I will look for my schematic for what I did.

thelonious

Looks like a cool design.

> Scruffie suggested using a high voltage MOSFET for the follower.

I did this on an amp where I had to fit a larger circuit into a smaller space, and it worked well. I used an IRF820 because that's what I had on hand, but after reading some of R.G.'s suggestions on geofex and stuff people wrote on AX84, I'd probably go with a LND150 if I did it again.

> I'm having a hard time figuring out what some of the effective resistances should be

I get confused by that, too. I tend to rely on calculators like http://www.ampbooks.com/home/amplifier-calculators/coupling-capacitor/ to be close enough for horseshoes and tube amps. I think you might find that if you're not boosting mids/highs with cathode bypass caps, you'll have quite a lot of bass and might need to use even smaller coupling caps---but maybe the midbite control would help offset that. Or maybe you're using a cab or guitar without a lot of bass, and you'll love it as is!

> I haven't added a 22uF cathode bias cap to V1A.

That's probably fine unless you 1) end up wanting more gain or 2) have noticeable heater hum without it. Apparently one of the reasons people fully bypass V1a's cathode is to cut down on heater noise. Keep in mind that you can put resistance in series with a cathode bypass cap in order to achieve just the amount of extra gain you want; it doesn't have to be either/or. Btw, Gus's advice about DC elevating the heaters is good. You just "ground" your virtual heater center tap (two 100R resistors) to the 6v6 cathode instead of to earth, and it will both cut down on heater noise and keep your cathode follower happier.
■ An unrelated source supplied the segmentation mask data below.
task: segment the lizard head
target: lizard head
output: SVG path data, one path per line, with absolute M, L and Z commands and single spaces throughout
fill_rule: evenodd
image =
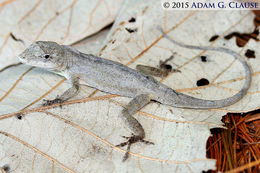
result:
M 18 56 L 24 64 L 50 70 L 57 69 L 62 63 L 63 57 L 62 46 L 51 41 L 37 41 Z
> This doesn't look that bad to me (it's a 15% loss of gain compared with the champ

It's at least worth a try without the cathode follower. If you don't like it, it's easy to add in the MOSFET source follower on a bit of turretboard later. LND150s are tiny.
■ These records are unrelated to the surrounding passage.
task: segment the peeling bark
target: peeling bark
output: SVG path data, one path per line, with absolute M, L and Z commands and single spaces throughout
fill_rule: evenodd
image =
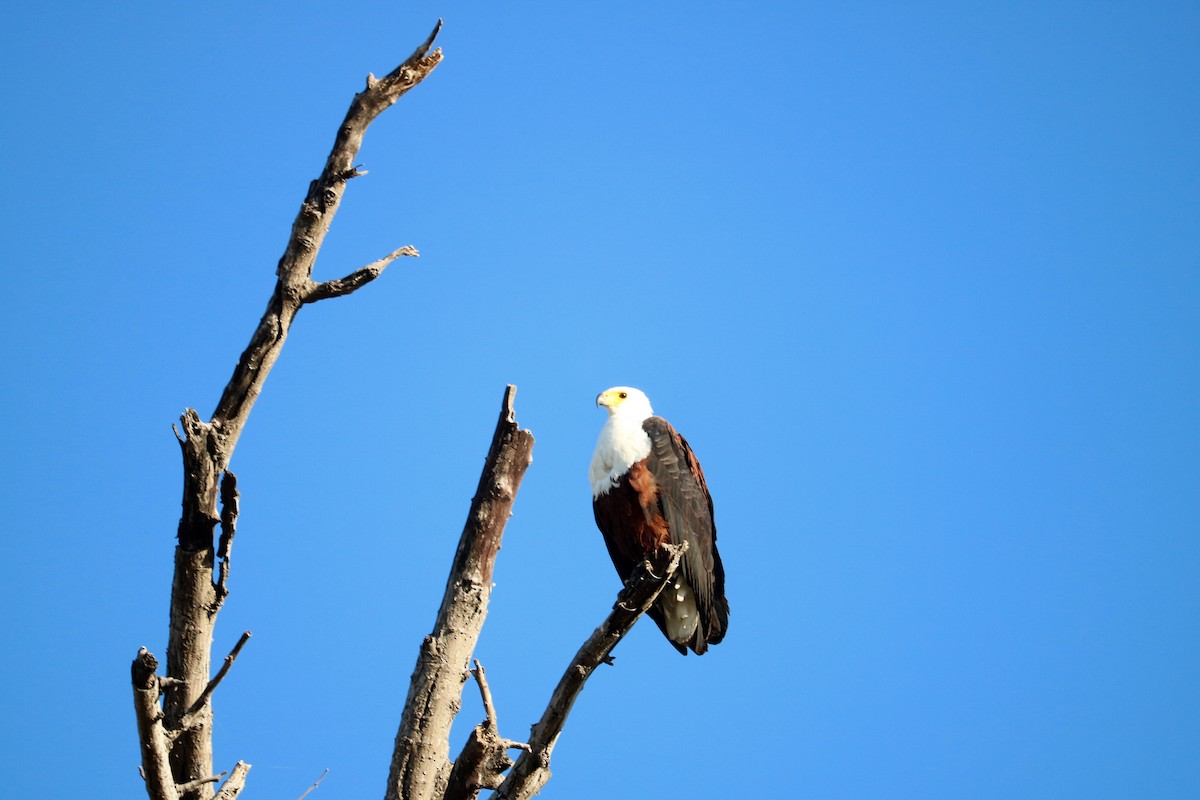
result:
M 425 637 L 396 733 L 387 800 L 440 798 L 450 777 L 450 726 L 462 705 L 467 664 L 487 616 L 492 570 L 533 434 L 517 426 L 516 387 L 504 392 L 500 419 L 459 539 L 433 632 Z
Be careful about the value of R8. A cathode biased 6V6 will want <500k total grid resistance, which is grid leak resistor + grid stopper resistor.

tca

You could try a Garnet type tone control, there are some schems floating around. The Garnet's Mini Bass G90T has treble and a bass controls:



You would still gave the midbite.
"The future is here, it's just not evenly distributed yet." -- William Gibson

midwayfair

Huh, that's a weird bass control. How does it work? It looks like it grounds the signal at the lowest setting.
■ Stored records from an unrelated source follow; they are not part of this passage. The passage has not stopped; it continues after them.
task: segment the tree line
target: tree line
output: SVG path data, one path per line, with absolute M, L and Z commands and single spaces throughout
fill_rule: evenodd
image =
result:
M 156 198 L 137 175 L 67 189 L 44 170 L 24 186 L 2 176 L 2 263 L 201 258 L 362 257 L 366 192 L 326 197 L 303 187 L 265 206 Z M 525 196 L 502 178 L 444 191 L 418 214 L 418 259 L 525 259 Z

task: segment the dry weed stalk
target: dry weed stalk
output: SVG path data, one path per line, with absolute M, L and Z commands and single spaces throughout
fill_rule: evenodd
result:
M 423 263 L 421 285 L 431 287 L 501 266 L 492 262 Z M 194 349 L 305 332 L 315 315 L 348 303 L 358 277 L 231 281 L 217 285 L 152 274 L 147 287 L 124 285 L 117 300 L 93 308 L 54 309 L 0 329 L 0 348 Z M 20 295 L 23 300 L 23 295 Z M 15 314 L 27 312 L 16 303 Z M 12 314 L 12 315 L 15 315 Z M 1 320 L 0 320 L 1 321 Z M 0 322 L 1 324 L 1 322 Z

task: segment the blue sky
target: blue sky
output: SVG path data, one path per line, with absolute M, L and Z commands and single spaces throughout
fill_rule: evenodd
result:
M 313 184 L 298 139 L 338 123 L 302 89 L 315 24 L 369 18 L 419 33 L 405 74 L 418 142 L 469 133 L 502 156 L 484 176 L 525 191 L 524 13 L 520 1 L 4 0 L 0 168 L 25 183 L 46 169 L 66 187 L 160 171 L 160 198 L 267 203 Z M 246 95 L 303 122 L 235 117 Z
No, wait ... it's missing a cap from lug 3 of the bass control to the junction with the .047.

It's a variable cathode bypass cap, though, which I haven't seen anywhere else. Does this mean that there ARE safe ways to do that? Because I'd much rather use something like that for the mid bite than the way I drew it as a bypass cap across a resistor.

Found this site with 1-knob tone controls, which is kind of cool ... There are some of these I haven't seen in stompboxes at all, too:
http://amps.zugster.net/articles/tone-stacks

Is a Hammond 1590D or X big enough for this?
My band, Midway Fair: www.midwayfair.org. Myself's music and things I make: www.jonpattonmusic.com. DIY pedal demos: www.youtube.com/jonspatton. PCBs of my Bearhug Compressor and Cardinal Harmonic Tremolo are available from http://www.1776effects.com!

PRR

IMHO--- you are re-inventing a wheel which does not need to be re-invented.

The AA Champ has a tone stack. Build that, loose, try. Then insert other tone-stacks of your choice. You do NOT finalize a personal guitar amp on paper (PC?), but with a hot iron.

The first stage (in AX7-6V6 form) "needs" the cathode cap or you won't get enough gain to rock-out. (Tho if you have a heap of pedals maybe you already have gobs of gain.)

The Six speaker can never be tubby. With a 4X12" and a deep guitar, I suppose it could be. Tweak the cathode caps down from 25uFd to 5uFd or 0.68uFd (the Marshall plan).